Ya sin ahorros, todo lo que ganaba lo invirtió en la reforma. Unió el piso y el torreón y convirtió las buhardillas en dos áticos que ahora tiene alquilados. Aprovechó todo: con la madera de la vieja escalera de la torre y unas persianas de madera que encontró en la calle se hizo la cocina. Con ingenio de ingeniero levantó la casa de sus sueños.

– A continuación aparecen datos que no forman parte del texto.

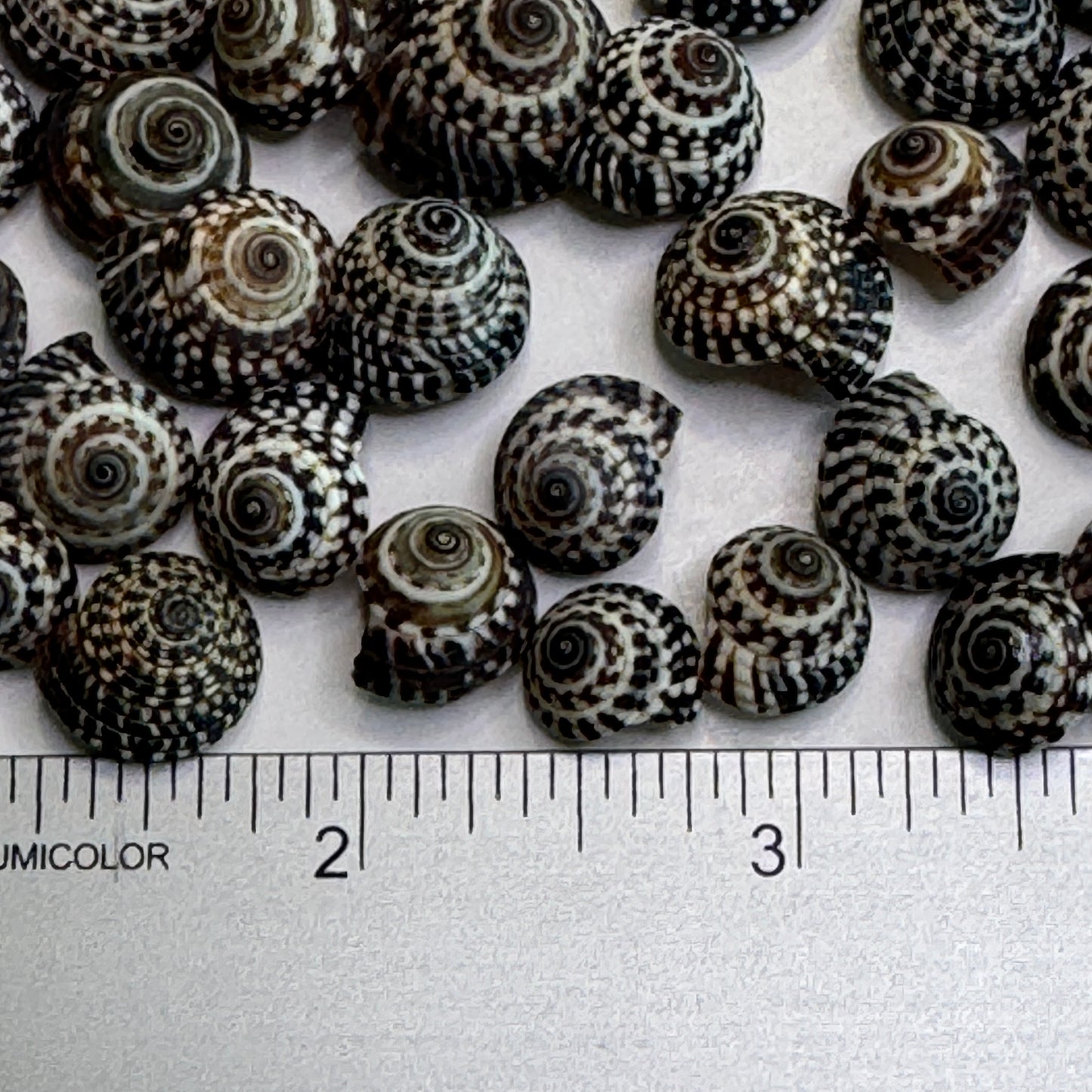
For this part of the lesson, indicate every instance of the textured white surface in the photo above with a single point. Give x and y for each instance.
(746, 454)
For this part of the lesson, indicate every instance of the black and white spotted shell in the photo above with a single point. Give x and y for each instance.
(137, 150)
(611, 657)
(577, 476)
(957, 196)
(226, 299)
(448, 606)
(979, 61)
(159, 662)
(789, 623)
(676, 124)
(37, 584)
(1010, 659)
(480, 100)
(63, 43)
(912, 493)
(429, 304)
(105, 464)
(779, 277)
(281, 64)
(1060, 156)
(280, 500)
(19, 135)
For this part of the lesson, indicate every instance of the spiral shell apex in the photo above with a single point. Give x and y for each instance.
(135, 151)
(105, 464)
(947, 193)
(226, 299)
(37, 584)
(979, 61)
(280, 500)
(448, 606)
(779, 279)
(429, 304)
(577, 476)
(789, 623)
(676, 125)
(480, 100)
(161, 660)
(610, 657)
(911, 491)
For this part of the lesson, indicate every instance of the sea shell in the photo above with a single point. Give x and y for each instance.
(226, 299)
(19, 134)
(137, 150)
(676, 124)
(789, 623)
(480, 100)
(281, 503)
(608, 657)
(1011, 654)
(448, 606)
(945, 191)
(979, 61)
(577, 475)
(63, 43)
(779, 277)
(37, 584)
(911, 493)
(429, 304)
(1060, 159)
(159, 660)
(105, 464)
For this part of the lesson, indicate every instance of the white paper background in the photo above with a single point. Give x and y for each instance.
(746, 453)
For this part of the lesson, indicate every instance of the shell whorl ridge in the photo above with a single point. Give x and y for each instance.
(429, 304)
(779, 277)
(226, 299)
(478, 100)
(37, 584)
(135, 150)
(105, 464)
(608, 657)
(979, 61)
(1010, 657)
(676, 124)
(577, 475)
(63, 43)
(911, 493)
(1060, 150)
(280, 500)
(957, 196)
(448, 606)
(789, 623)
(281, 64)
(159, 660)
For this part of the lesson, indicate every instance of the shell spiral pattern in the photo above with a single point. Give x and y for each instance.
(280, 500)
(779, 277)
(577, 475)
(448, 606)
(676, 125)
(105, 464)
(429, 304)
(226, 299)
(979, 61)
(37, 584)
(1011, 654)
(610, 657)
(789, 623)
(161, 660)
(945, 191)
(911, 491)
(480, 100)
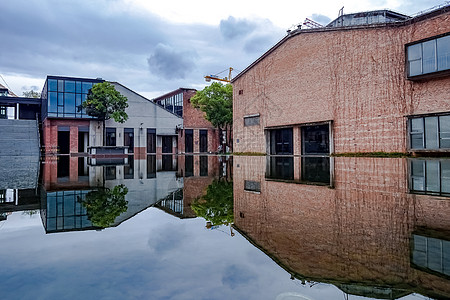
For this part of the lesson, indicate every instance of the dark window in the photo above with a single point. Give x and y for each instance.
(128, 139)
(280, 168)
(188, 166)
(430, 177)
(151, 166)
(128, 170)
(429, 56)
(251, 120)
(315, 139)
(203, 141)
(166, 144)
(316, 170)
(252, 186)
(151, 140)
(110, 136)
(431, 254)
(203, 165)
(431, 132)
(189, 140)
(281, 141)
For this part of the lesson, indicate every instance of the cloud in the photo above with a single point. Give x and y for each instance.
(232, 27)
(169, 63)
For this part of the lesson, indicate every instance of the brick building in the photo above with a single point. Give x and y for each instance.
(366, 82)
(195, 134)
(383, 227)
(66, 129)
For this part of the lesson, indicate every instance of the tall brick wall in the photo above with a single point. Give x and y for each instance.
(354, 77)
(357, 232)
(194, 119)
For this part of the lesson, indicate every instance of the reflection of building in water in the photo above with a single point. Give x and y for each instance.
(312, 170)
(18, 184)
(198, 172)
(365, 235)
(67, 180)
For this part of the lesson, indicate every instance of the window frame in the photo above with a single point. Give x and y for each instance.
(422, 75)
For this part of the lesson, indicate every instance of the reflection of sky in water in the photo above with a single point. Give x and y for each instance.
(150, 256)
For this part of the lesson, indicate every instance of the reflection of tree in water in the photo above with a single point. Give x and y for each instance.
(104, 205)
(216, 206)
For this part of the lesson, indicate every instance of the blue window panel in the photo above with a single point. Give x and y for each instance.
(60, 98)
(443, 53)
(52, 101)
(86, 86)
(429, 56)
(52, 85)
(69, 103)
(69, 86)
(60, 85)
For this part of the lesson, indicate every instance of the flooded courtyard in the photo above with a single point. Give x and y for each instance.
(222, 227)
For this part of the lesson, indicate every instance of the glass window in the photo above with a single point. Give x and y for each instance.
(60, 85)
(69, 103)
(443, 52)
(69, 86)
(110, 136)
(429, 56)
(417, 133)
(431, 133)
(86, 86)
(78, 86)
(444, 126)
(52, 101)
(415, 59)
(52, 85)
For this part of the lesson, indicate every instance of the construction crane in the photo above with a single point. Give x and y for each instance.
(208, 78)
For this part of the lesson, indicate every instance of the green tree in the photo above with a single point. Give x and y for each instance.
(104, 205)
(216, 101)
(216, 205)
(32, 94)
(104, 102)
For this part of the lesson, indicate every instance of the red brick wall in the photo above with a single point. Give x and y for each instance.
(355, 77)
(358, 232)
(50, 134)
(193, 118)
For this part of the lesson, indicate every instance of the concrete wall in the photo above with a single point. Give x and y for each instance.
(353, 77)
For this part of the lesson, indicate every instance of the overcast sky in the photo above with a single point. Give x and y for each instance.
(153, 47)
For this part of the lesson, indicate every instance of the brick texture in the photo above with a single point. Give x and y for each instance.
(354, 77)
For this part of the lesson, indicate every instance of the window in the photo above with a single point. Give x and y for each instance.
(151, 140)
(252, 186)
(431, 254)
(430, 177)
(251, 120)
(430, 133)
(128, 139)
(110, 137)
(429, 56)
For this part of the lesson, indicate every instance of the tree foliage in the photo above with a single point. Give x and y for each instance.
(32, 94)
(216, 101)
(104, 102)
(104, 205)
(216, 205)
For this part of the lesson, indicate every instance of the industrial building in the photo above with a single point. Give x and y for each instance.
(367, 82)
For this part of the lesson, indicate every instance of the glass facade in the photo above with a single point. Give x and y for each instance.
(429, 133)
(173, 104)
(429, 56)
(64, 96)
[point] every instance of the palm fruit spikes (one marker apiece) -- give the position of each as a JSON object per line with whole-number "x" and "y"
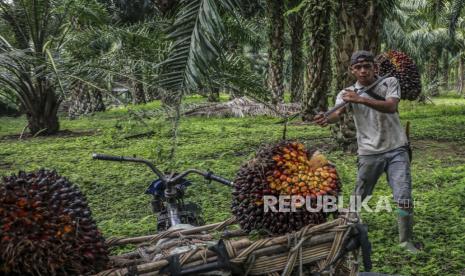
{"x": 286, "y": 168}
{"x": 402, "y": 67}
{"x": 46, "y": 227}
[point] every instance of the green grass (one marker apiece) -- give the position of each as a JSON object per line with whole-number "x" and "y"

Subimos la escalera, forrada de recuerdos, retratos, una foto firmada de Madonna, y atravesamos dos pisos intermedios antes de llegar a la cúspide. Al pie del mástil hay un monumental jacuzzi que ahora están reparando. "Alejandro me dijo que lo tendría arreglado para el Orgullo, pero se nos ha echado el tiempo encima", explica, antes de señalar el horizonte y enumerar todo lo que se ve desde aquí: el Cerro de los Ángeles, la cementera de Arganda del Rey, el Pirulí, Vallecas, San Isidro, San Francisco el Grande, la Casa de Campo, Gredos, la sierra, Callao, el rótulo de Tío Pepe, el edificio de la Telefónica, la torre Picasso, las Cuatro Torres, el Ayuntamiento, el Círculo de Bellas Artes, el Teatro Calderón, la Torre de Valencia. Un skyline total que solo se recorta contra el cielo.

"Llevo más de 30 años viviendo aquí y nunca te aburres de esta vista. Cuando me voy de viaje estoy deseando volver. Desde el principio sabía que era mi casa para toda la vida", confiesa. Lo que no podía sospechar es que el torreón de sus sueños se convertiría en un símbolo para la ciudad. Y todo por un arranque de orgullo durante una fiesta de cumpleaños.